Like at home, Washington has struggled with partners on aligning the threat perception on China. However, the Ukraine war has been a game changer. As a consequence of the rupture with Russia and the impact on European energy security, European leaders’ views have shifted on the risks of economic coercion. European leaders are adjusting their policy towards China to de-risk overdependence and prohibit sensitive domestic industries from Chinese acquisitions. Initial wariness to ban Chinese technology from their communications backbones has given way to increased coordination with the U.S. on security policies. In June, the European Commission presented its own economic security plan consisting of stronger controls on exports and outflows of technologies that could be put to military use by rivals such as China. The EU is now studying the new U.S. restrictions on investments in Chinese entities in the semiconductors and microelectronics, quantum information technologies, and certain artificial intelligence systems sectors. As little as two years ago, the EU declined to even consider such measures. 

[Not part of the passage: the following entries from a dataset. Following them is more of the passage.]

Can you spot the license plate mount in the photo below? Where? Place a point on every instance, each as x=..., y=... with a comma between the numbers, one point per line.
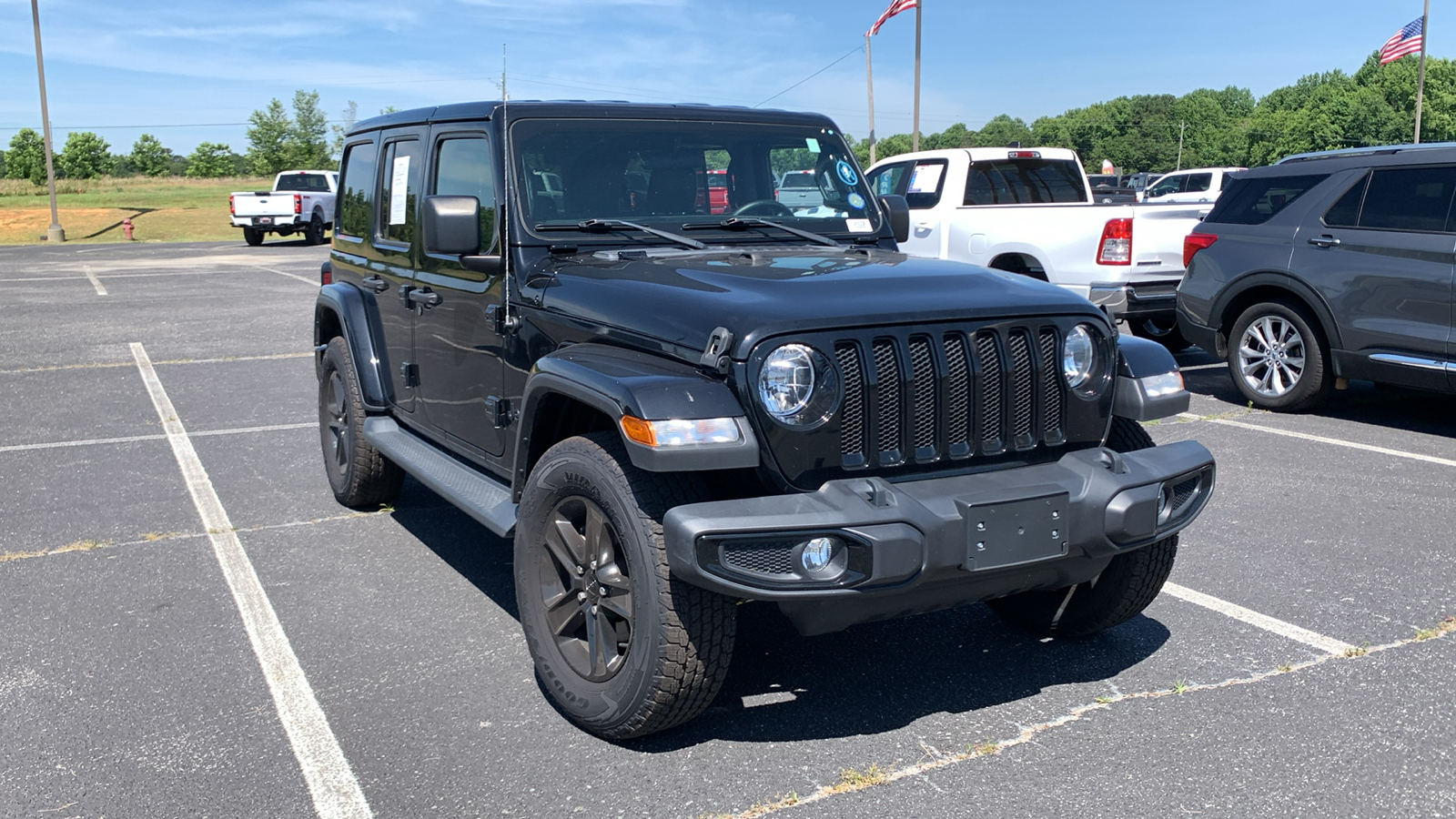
x=1011, y=532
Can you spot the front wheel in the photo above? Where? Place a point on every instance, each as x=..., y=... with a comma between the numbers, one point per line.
x=621, y=646
x=1278, y=359
x=1128, y=583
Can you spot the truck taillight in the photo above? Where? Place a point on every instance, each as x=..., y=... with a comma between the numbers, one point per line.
x=1196, y=242
x=1117, y=242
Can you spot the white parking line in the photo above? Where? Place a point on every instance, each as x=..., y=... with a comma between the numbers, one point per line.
x=1322, y=439
x=101, y=288
x=335, y=790
x=131, y=439
x=1327, y=644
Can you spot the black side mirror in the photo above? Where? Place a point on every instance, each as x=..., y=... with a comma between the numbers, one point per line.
x=451, y=227
x=897, y=210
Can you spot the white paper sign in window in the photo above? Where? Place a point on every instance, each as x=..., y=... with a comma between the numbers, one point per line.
x=925, y=178
x=397, y=189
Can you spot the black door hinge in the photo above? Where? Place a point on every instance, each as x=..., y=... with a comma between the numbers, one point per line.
x=499, y=410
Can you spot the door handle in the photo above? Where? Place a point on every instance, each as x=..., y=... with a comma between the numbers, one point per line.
x=422, y=299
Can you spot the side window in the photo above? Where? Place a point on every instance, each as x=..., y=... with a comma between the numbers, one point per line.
x=398, y=189
x=1409, y=198
x=357, y=193
x=463, y=169
x=1346, y=212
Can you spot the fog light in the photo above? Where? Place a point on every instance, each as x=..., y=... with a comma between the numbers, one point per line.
x=817, y=554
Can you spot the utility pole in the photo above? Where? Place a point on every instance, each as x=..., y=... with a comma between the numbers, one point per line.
x=55, y=232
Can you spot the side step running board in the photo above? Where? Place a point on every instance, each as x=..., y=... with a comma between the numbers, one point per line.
x=477, y=494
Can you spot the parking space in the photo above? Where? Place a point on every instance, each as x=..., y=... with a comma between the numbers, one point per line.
x=136, y=673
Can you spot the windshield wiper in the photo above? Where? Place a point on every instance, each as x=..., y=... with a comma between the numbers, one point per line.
x=606, y=225
x=744, y=222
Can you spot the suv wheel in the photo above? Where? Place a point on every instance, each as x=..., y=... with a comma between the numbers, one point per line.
x=621, y=646
x=1164, y=331
x=1278, y=359
x=1128, y=583
x=359, y=474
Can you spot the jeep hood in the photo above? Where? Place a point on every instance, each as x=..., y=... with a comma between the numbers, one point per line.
x=681, y=298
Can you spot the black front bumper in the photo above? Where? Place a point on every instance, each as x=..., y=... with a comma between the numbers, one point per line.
x=922, y=545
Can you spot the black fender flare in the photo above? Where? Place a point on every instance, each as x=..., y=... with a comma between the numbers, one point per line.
x=622, y=382
x=1136, y=360
x=1305, y=293
x=356, y=322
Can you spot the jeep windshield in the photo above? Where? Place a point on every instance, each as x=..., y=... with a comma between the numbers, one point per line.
x=710, y=177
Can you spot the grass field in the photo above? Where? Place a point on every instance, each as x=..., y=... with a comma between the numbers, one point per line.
x=167, y=208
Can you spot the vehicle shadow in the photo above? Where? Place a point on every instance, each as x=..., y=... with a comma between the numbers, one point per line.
x=866, y=680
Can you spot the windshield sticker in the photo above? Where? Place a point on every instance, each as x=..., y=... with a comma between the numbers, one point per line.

Implications for U.S. Businesses

During the UNGA meetings and side events, there will be meetings between the U.S. and partners coordinating policy approaches on China. On both sides of the Atlantic, there is determination to de-risk economic relations with China, not to sever them (de-coupling). However, there will be steep challenges in managing this process, and official engagement between governments is only one leg of the stool; businesses and people-to-people relations have their own dynamics and can assist or derail policy planning.

For U.S. businesses with operations inside China, anti-American sentiment is growing along with increased regulatory requirements for businesses to provide Chinese authorities access to proprietary information, including intellectual property (IP), data and systems. Insider risks increase as Chinese citizens are motivated by nationalist calls to protect domestic security by providing insider access to foreign companies’ operations. The cost of doing business in China is going up as risks increase. 

Businesses do not need to be in China to be targeted by intelligence collection operations. According to the Federal Bureau of Investigation, the annual cost to the U.S. economy of counterfeit goods, pirated software and theft of trade secrets is between $225 billion and $600 billion. According to the “Made in China 2025 Plan,” China seeks to reduce its reliance on foreign technology in information technology, computer numerical control machine tools and robotics, aerospace equipment, marine engineering equipment, advance rail transportation equipment, new energy automobiles, electric power equipment, agricultural equipment and biomedicines and high-performance medical instruments. The Chinese government uses numerous methods to illegally or surreptitiously gain access to technology, including hacking operations, social engineering exploiting personal information of Americans, recruitment of insiders, mergers and acquisitions, joint ventures, front companies, and academic and research collaborations. U.S. businesses in higher risk sectors should conduct security assessments and due diligence to understand and assess their vulnerabilities to Beijing’s collection operations.